August - what does it remind you of? Taylor Swift's song? India's Independence Day? orrr friendship day? For me, it would definitely be option a and c, why? Because 1-Taylor Swift is my favourite singer, 2nd- her song "august" brings back memories and 3rd- friendship day is a memorable day anddd besides friendship day is personally my fav for some reason 4th and the last reason- Independence Day now I know it's supposed to be a day I celebrate wholeheartedly, and I used to, but now it just brings back bad memories and what might they be? You will found out in the future chapters
usually on friendship days I buy friendship bands for a few not so close friends of mine so that I get friendship bands as well in return to show off my wrist and prove I am not so friendless, I am sure the other kids my age used to think the same it can't be only me...right??
However, this year's friendship day was quite different, more exciting and more important any other one in the past, yet it was also insignificant I suppose? Not for me of course but for him...
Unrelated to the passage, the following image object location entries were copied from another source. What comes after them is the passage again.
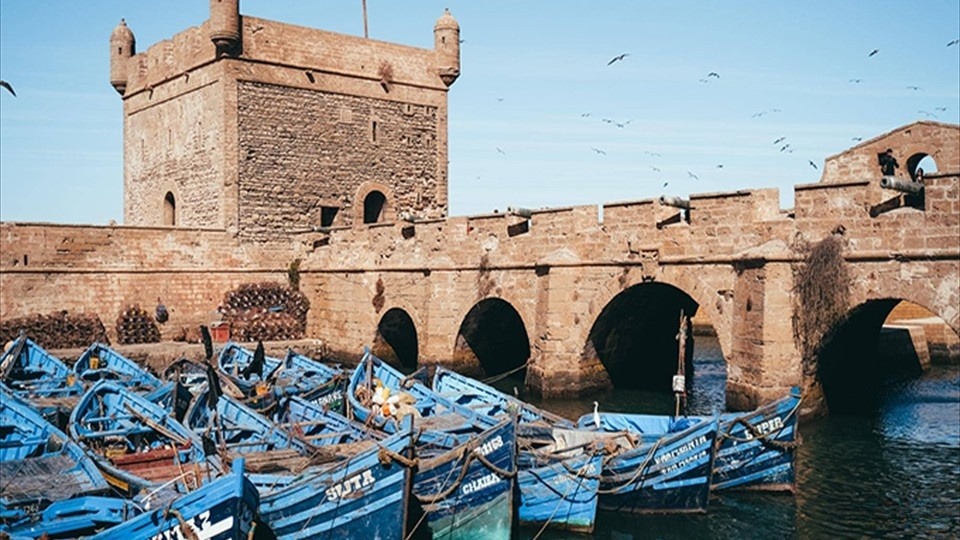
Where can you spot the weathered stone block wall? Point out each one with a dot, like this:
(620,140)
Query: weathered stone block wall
(46,268)
(301,150)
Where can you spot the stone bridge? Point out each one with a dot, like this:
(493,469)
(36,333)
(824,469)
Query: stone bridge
(586,296)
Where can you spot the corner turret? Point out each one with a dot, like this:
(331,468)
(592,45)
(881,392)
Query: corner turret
(225,26)
(446,43)
(122,47)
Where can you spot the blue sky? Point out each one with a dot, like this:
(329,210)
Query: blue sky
(526,118)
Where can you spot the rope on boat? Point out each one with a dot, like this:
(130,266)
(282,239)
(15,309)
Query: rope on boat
(768,438)
(504,375)
(185,529)
(580,476)
(640,470)
(387,456)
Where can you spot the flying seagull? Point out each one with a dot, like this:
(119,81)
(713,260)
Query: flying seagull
(617,58)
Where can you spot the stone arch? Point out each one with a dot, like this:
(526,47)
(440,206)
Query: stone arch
(492,339)
(373,203)
(169,213)
(921,160)
(634,336)
(396,339)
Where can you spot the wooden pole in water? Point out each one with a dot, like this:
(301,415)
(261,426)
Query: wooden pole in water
(679,382)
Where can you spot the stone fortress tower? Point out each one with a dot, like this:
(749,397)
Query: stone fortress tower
(266,129)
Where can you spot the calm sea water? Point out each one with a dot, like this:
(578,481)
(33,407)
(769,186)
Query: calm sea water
(895,474)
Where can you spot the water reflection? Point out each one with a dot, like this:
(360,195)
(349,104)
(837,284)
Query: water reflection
(892,475)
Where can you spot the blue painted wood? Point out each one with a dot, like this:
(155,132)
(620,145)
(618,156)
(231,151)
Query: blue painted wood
(71,518)
(224,509)
(669,469)
(140,449)
(467,462)
(100,362)
(312,380)
(362,497)
(743,460)
(43,380)
(38,462)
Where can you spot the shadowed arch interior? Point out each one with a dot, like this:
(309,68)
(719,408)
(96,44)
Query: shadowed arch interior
(494,334)
(850,366)
(396,340)
(635,336)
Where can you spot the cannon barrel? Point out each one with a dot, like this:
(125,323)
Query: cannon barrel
(903,186)
(675,202)
(519,211)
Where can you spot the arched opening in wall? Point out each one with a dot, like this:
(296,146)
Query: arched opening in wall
(169,209)
(635,339)
(373,205)
(492,340)
(396,340)
(920,164)
(879,349)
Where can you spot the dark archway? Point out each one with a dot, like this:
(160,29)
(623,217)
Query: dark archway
(396,340)
(492,335)
(169,209)
(373,205)
(635,337)
(851,367)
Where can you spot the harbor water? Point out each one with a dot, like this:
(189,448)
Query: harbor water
(893,474)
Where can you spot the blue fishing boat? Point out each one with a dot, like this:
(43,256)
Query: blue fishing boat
(47,483)
(249,371)
(362,497)
(466,462)
(100,362)
(756,450)
(69,518)
(668,470)
(139,448)
(314,381)
(45,381)
(558,467)
(224,509)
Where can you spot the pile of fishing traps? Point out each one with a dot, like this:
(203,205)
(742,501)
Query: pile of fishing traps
(136,325)
(57,330)
(265,312)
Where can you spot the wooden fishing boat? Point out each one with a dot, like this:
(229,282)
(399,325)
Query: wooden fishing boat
(756,450)
(38,462)
(363,497)
(466,462)
(558,467)
(69,518)
(248,370)
(100,362)
(314,381)
(43,380)
(667,471)
(138,446)
(224,509)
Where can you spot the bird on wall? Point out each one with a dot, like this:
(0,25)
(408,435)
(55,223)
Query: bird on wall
(618,58)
I am not quite sure since I never dared to ask him his thoughts, tho I have been curious many times as to what went through his mind, although even if I did ask he would reply nonchalantly or say he doesn't even remember.
6th of August 2017, it was the evening of friendship day it was a Sunday, so I thought of giving him a friendship band and I decided to make one for him because it would seem more sincere that way at least that's what I thought
so my friend, Nimra who was my neighbourhood friend and I started making friendship bands after we did some shopping for the materials required
I had gone to the shop with her and her dad drove us there she was shopping for a few bands for her other friends I meanwhile I bought some red and white beads and a thread to make the band
there is actually a reason for choosing those specific colours you see we have different uniforms for Fridays so max and i both had the same Friday uniform red shirt and white skirt for me and red T-shirt and white formal pants for him
at that time I felt it was destiny that we both had the same colour cause either of us could have been assigned to other colours like green yellow or blue, but we got the same colour
well I know it sounds childish, but you see I was young at that time, and it was my first time in love so of course I was quite naive and thought everything was rainbows and unicorns.
Anyway, since then red had become my favourite colour, tho now It's because I just like it. The things I started liking because of him now I have just come to like them for real, it's not because of him any more.
Now Nimra and I went to different schools, so we had different friends, and so she didn't know about max, yet I did however tell her after a day or two tho, and I remember being so excited to talk about him always even jut his name made my heart flutter...
Anyway after we were done shopping we went back home and I started working on the band even nimra started making one for her friend she said it seemed fun.
once I was done making it, it looked nice it did, but the problem was I was worried he would think it's too girlish still I carried it to school the next day.